Tagrisso

Osimertinib

Osimertinib mesylate

Precision oncology's poster child, designed to outsmart drug resistance.

Designed to defeat the mutation that defeats other cancer drugs.

Key Facts

  • 1Generates over $5 billion in annual sales, AstraZeneca's top-selling drug
  • 2Specifically designed to target the T790M resistance mutation in EGFR
  • 3Uses a covalent "warhead" that forms a permanent bond with a cysteine residue
  • 4Spares wild-type EGFR, dramatically reducing skin rash and diarrhoea
  • 5Crosses the blood-brain barrier, treating brain metastases that other EGFR drugs miss

The Problem

Why This Molecule Was Needed

In 10-15% of Western patients and up to 50% of Asian patients, non-small cell lung cancer (NSCLC) is driven by activating mutations in the epidermal growth factor receptor (EGFR). First-generation EGFR inhibitors (gefitinib, 2003; erlotinib, 2004) produced dramatic tumour responses, but within 9 to 14 months virtually every patient developed resistance.

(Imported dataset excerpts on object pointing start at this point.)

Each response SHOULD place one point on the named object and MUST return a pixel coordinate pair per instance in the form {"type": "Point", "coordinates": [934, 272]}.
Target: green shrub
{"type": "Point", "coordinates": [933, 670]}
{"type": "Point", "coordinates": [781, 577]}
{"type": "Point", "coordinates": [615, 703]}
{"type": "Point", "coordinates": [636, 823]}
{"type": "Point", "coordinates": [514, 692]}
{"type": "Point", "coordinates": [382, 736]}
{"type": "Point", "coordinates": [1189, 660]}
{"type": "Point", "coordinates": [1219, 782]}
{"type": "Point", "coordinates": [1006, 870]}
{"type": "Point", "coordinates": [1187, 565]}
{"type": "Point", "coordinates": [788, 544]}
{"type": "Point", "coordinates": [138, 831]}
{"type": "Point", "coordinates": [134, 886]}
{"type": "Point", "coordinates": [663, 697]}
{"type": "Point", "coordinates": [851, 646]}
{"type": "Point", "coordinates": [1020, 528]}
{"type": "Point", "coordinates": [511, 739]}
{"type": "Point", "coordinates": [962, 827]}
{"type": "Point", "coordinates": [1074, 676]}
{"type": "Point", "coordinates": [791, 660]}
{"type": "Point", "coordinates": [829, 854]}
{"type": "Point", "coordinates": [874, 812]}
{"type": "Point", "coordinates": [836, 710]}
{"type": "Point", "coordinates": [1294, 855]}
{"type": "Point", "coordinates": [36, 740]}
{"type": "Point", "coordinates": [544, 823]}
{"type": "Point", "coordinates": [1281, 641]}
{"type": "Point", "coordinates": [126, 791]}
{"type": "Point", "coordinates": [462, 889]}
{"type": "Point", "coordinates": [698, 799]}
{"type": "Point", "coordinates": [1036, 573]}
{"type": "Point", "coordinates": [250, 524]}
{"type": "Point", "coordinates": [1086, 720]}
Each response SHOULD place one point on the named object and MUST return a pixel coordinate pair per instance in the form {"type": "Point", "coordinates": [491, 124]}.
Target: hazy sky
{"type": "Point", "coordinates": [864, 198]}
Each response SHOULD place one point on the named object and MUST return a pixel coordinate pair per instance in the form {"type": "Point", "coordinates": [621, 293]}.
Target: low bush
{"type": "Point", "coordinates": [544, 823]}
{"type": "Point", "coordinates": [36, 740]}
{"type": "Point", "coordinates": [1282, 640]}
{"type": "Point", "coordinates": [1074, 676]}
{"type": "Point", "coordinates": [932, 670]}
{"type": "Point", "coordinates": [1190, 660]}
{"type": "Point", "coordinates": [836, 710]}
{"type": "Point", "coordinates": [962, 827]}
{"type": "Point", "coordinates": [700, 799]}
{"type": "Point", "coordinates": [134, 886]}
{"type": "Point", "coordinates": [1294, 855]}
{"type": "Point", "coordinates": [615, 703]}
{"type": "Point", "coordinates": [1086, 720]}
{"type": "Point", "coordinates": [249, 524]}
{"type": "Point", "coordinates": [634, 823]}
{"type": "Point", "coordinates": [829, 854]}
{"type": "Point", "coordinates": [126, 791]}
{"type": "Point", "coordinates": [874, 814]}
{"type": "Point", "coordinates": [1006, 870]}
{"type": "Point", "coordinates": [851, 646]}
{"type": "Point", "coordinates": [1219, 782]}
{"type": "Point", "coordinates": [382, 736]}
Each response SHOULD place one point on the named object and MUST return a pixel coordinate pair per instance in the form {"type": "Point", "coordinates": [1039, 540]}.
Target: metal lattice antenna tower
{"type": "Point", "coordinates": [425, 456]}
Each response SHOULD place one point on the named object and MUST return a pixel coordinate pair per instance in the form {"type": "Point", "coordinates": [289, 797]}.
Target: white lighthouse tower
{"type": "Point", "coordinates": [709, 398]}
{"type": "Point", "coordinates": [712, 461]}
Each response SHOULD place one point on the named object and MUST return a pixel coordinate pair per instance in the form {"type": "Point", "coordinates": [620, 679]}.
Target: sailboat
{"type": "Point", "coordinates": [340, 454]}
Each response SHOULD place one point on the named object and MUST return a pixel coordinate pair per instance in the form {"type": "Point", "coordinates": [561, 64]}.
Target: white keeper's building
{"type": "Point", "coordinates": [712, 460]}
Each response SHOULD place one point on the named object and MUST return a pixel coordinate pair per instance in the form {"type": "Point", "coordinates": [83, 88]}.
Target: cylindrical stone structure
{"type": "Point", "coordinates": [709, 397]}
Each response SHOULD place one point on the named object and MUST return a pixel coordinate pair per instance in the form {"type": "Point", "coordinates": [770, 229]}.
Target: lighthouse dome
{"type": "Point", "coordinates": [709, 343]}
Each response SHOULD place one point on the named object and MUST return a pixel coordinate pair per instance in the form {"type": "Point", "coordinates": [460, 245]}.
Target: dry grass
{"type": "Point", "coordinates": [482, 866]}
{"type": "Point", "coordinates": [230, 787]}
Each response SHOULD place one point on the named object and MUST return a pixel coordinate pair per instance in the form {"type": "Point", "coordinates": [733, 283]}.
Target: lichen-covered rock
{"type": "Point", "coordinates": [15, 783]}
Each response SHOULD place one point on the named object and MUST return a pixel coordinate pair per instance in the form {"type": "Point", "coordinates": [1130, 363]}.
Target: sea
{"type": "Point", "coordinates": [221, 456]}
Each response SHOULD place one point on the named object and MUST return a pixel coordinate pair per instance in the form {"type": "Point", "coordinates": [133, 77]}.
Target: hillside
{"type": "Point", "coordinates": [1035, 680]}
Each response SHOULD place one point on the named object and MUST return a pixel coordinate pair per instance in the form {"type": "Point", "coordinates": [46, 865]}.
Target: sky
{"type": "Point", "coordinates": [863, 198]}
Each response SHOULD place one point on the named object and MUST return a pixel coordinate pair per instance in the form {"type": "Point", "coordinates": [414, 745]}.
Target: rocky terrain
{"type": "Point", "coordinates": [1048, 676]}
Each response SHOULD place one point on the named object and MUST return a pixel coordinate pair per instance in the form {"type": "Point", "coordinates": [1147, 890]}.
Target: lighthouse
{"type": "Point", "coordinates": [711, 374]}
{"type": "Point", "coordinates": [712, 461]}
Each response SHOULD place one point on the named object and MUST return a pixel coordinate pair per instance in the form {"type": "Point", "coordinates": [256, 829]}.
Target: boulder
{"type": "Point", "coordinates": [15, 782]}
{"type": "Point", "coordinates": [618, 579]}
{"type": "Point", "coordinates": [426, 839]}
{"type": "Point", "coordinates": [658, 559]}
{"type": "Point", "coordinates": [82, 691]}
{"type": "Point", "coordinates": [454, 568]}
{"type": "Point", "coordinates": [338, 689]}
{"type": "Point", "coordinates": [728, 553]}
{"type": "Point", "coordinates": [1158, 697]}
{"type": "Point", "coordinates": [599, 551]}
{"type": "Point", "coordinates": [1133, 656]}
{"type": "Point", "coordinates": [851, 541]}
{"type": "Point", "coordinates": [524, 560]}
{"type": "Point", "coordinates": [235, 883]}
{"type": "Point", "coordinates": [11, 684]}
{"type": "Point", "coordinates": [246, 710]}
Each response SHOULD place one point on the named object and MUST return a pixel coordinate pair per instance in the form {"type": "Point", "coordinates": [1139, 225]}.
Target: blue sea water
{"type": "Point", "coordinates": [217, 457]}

The most common culprit (~60% of cases) was the T790M "gatekeeper" mutation: a threonine-to-methionine substitution at the entrance to the ATP-binding pocket. The bulkier methionine side chain sterically clashes with first-gen drugs, reducing their binding affinity by 10 to 100 fold. The oncology community needed a drug specifically designed to overcome T790M resistance.

The Discovery

How It Happened

2009

AstraZeneca launches the T790M programme

AstraZeneca begins a focused effort to design a third-generation EGFR inhibitor: potent against T790M, active against common activating mutations (Del19, L858R), and selective against wild-type EGFR to avoid the skin toxicity of earlier drugs.

2012

Discovery of AZD9291 (osimertinib)

After screening covalent inhibitor libraries and extensive SAR optimisation, the team identifies AZD9291, combining a pyrimidine hinge binder, an indole for the hydrophobic pocket, and an acrylamide warhead that bonds covalently to Cys797.

2013

Phase I: remarkable responses

The first-in-human AURA trial shows 61% objective response rates in T790M-positive patients, with responses also seen in patients with brain metastases.

2015

Accelerated FDA approval

The FDA grants accelerated approval for osimertinib as second-line treatment of T790M-positive NSCLC, just 2.5 years from first-in-human dosing.

2017

FLAURA: the first-line breakthrough

The FLAURA trial shows osimertinib nearly doubles progression-free survival versus first-gen drugs as first-line treatment (18.9 vs 10.2 months). It becomes the global standard of care for EGFR-mutant NSCLC.

The Molecule

Up Close

Tap any region or group card to explore key structural features.

The Takeaway

Designing around resistance with covalent selectivity

Osimertinib is a textbook example of rational drug design. The team started with a specific resistance mechanism (T790M), identified a molecular strategy (covalent binding to Cys797 with wild-type selectivity), and optimised systematically. A single functional group, the basic amine added for solubility, also enabled brain penetration, turning a resistance drug into a first-line standard of care.